Sudan’s President Omar al-Bashir has said that those protesting demanding his exit from power are copying “Arab Spring”.
The Arab Spring started in 2010 in Tunisia with series of anti-government protests leading to uprisings and armed rebellions.
It spread fast across the middle east that same year resulting in the toppling of regimes considered oppressive. But most of these uprisings were fueled by economic conditions of citizens.
Since December last year, Sudanese have been agitating over the country’s economic situation. It started first as protest over the price of bread.
Protests spreading fast
But that agitation has been sustained for more than four weeks now. The protests continue to spread across cities in Sudan.
Protesters often shout during “The people want the fall of the regime”. Sudan’s President on a visit to Egypt said “There are many negative organisations working on shaking the stability and security of the region.”
He adds that “We acknowledge that there is a problem, we are not claiming there is nothing but it is not as big as described by some media platforms. It’s an attempt to copy the so-called Arab Spring for Sudan.”
So far more than thirty people have been killed with rights groups saying the death toll could even be higher.
On Thursday further protests resulted in three more deaths. Two of the dead were university students. A doctors group says one of the students was hit by a bullet directly to his chest.
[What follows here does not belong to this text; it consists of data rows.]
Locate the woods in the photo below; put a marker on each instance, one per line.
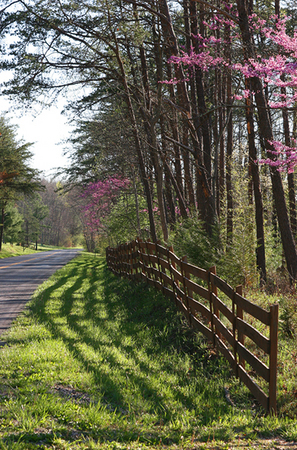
(192, 103)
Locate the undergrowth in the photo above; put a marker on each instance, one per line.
(99, 362)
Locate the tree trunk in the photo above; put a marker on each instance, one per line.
(267, 134)
(137, 146)
(205, 200)
(1, 227)
(260, 246)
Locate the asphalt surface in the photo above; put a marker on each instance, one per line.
(21, 275)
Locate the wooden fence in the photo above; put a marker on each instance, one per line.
(226, 323)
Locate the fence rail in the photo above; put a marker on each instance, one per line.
(222, 324)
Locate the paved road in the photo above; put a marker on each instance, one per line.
(21, 275)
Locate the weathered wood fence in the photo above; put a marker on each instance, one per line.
(227, 324)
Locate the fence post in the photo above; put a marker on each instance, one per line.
(239, 314)
(185, 274)
(273, 357)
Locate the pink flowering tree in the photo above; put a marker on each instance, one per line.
(99, 199)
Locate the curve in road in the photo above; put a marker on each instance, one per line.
(21, 275)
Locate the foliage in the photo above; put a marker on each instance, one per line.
(13, 222)
(190, 239)
(93, 365)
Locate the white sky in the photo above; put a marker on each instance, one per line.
(47, 129)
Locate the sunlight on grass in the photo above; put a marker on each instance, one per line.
(96, 361)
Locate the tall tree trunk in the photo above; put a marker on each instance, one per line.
(205, 200)
(229, 148)
(144, 177)
(149, 122)
(267, 134)
(260, 246)
(1, 227)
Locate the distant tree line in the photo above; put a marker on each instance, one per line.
(180, 98)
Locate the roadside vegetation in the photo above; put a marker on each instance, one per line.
(99, 362)
(9, 250)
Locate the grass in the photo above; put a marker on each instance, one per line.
(98, 362)
(14, 250)
(9, 250)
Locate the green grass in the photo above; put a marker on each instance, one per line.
(17, 250)
(14, 250)
(98, 362)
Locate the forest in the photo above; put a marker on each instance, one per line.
(186, 123)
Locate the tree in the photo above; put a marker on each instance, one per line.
(17, 177)
(34, 211)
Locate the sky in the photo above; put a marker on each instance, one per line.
(46, 129)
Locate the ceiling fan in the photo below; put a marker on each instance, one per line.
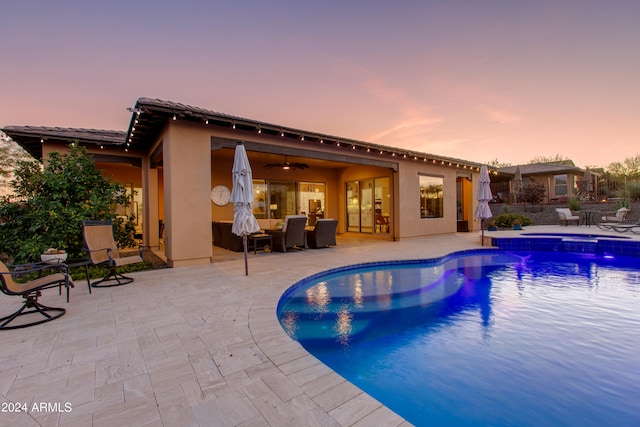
(286, 165)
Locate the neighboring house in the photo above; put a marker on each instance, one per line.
(172, 156)
(560, 179)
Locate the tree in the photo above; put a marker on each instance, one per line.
(51, 202)
(558, 158)
(625, 175)
(10, 154)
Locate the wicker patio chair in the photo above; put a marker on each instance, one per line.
(565, 214)
(292, 234)
(103, 250)
(323, 234)
(31, 290)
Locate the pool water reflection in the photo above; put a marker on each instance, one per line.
(482, 337)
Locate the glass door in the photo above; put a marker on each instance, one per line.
(366, 206)
(361, 206)
(353, 206)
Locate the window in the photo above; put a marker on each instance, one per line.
(431, 200)
(560, 184)
(276, 199)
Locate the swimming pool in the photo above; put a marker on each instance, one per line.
(481, 337)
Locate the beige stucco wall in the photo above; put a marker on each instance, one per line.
(178, 192)
(187, 201)
(411, 225)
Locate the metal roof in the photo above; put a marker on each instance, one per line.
(151, 115)
(31, 138)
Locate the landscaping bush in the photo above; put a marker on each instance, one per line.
(51, 202)
(574, 204)
(507, 220)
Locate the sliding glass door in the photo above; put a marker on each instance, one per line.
(368, 205)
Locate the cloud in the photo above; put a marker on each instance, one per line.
(501, 117)
(407, 129)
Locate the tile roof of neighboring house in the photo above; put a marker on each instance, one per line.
(542, 169)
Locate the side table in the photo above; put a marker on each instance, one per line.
(81, 262)
(255, 238)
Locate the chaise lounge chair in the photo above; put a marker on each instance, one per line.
(323, 234)
(31, 290)
(292, 234)
(566, 215)
(623, 228)
(103, 250)
(610, 220)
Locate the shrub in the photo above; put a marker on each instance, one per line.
(507, 220)
(51, 203)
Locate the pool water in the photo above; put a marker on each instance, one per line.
(485, 338)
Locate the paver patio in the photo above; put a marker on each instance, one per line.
(193, 346)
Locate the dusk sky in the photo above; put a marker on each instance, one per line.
(472, 79)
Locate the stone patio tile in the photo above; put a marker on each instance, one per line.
(355, 409)
(231, 409)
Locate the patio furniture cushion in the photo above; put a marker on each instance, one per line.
(103, 250)
(31, 290)
(566, 215)
(292, 234)
(323, 234)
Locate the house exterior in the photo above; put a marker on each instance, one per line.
(560, 179)
(173, 155)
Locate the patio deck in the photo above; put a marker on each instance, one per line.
(196, 346)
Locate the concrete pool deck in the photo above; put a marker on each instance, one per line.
(197, 346)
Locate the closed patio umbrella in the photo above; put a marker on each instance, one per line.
(484, 195)
(589, 182)
(517, 183)
(244, 223)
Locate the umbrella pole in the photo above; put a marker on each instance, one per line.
(246, 263)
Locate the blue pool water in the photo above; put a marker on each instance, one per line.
(487, 338)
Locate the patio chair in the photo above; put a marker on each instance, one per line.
(323, 234)
(292, 235)
(103, 250)
(382, 222)
(566, 215)
(31, 290)
(613, 219)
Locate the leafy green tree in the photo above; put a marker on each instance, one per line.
(51, 202)
(10, 154)
(558, 158)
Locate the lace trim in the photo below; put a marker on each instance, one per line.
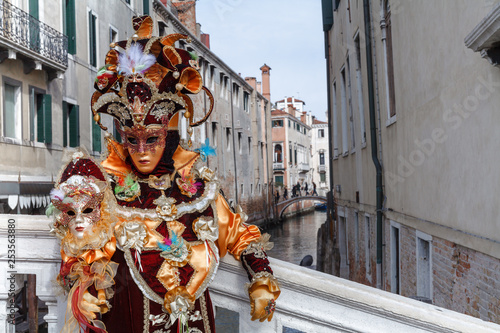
(139, 281)
(204, 314)
(197, 205)
(146, 315)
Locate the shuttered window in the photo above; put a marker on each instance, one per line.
(92, 39)
(40, 116)
(71, 125)
(70, 25)
(96, 135)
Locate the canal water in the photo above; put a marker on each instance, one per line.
(296, 237)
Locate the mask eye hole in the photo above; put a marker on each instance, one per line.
(88, 210)
(151, 139)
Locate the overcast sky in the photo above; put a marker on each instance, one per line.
(286, 35)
The ongoing protests in a sustained form appears to be the biggest threat to the three-decade rule of Omar al-Bashir.
Bashir has already vowed to continue as President and would not be stampeded into leaving office by the ongoing protest.
The Sudanese leader already has plans to run for the presidency for the third time in elections to be held in 2020.
Al-Bashir came to power in 1989 when he led a group of officers in a military coup that ousted a democratically elected government.